The goal of a grade system as I see it from the student’s perspective is to allow the student to signal their ability to others. And that’s fine if someone gets a really high grade, like 100%. We have a good idea of what 100% means. I find that basically everyone who gets 100% in my classes is hard working, has a good grasp of the material, and is engaged.
But say someone gets 83% in my class. That’s a pretty good grade. But it actually doesn’t let the student signal usefully. Here is a profile of several students who got 83% in my classes.
Student A was very bright and engaged, but decided to skip one of the exams. She didn’t have any excuse for this, and also didn’t come and retake the exam even though I offered her this possibility.
Student B was really excited about the subject and worked hard but didn’t come into the class prepared, and so had a lot of trouble understanding the material, especially at first
Student C basically understood the material and did well on exams, but was so sloppy with homework that even when he did it, he got most things wrong
Student D was very hard working and able to remember a lot of information, but had trouble with some very basic concepts.
What do I do with this if I’m someone the student wants to signal to? If I’m an employer? There may be situations where I would, say, strongly prefer to hire student A over student D. Or, there may be situations where I would instead strongly prefer student D. But the point is, they are very different students, and would make very different employees. What information is that 83% giving? My contention is that it gives nothing at all beyond “it’s a pass, and it’s not 100%”
So from the point of view of a student or an employer, these grades are close to useless.
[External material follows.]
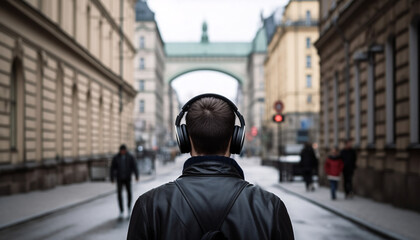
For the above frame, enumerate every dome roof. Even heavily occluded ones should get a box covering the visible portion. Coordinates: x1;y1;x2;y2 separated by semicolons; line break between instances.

And yet the difference between, say, 83% and 85% drives students to immense amounts of stress and unfortunate behaviour. This week in class, for example, a student gave an angry tirade during class time in which he said that “people’s lives hang in the balance” because he got an 18/20 instead of 20/20 on an evaluation. I’m pretty sure people’s lives don’t actually hang in the balance over two points, and if they did, that would be terrible. But even the fact that students can convince themselves that they do shows how out of whack and stressful the whole arrangement is.
Are grades at least good for me, the instructor?
From my point of view, grades are supposed to be like karma: a system that motivates the students to learn despite themselves. It’s true that the primary motivation for most students in most courses is getting a good grade, so it’s somewhat useful. However, I think the current grading system manages the allocation of that motivation poorly, in that it diverts all motivation into doing make-work projects. Students always want to do things for extra credit rather than do the assigned work. The problem with extra credit is that while it is easy to demonstrate conscientiousness by doing a bunch of extra work, it’s much harder to demonstrate understanding. As a result, students are basically not necessarily motivated to take the time to understand things. Whereas the stress they experience is pretty real
The current grades system also leads to problems like grade inflation and using student grades as teacher evaluation as I’ve talked about recently. Not to mention how frustrating grading itself can be. So it would be ideal if there was some alternative.
I think in a small class setting like I have, written evaluations can make sense. But even something like a three-axis system where I could write “extraordinary / much better than typical student in class / better than typical student in class / typical / worse than typical / much worse than typical / unclear” for conscientiousness, understanding and engagement. Like yeah, I see the problem with this system. It might end up being extremely biased against minorities. So maybe this is also a bad system. But that doesn’t mean the current grading system is a good one.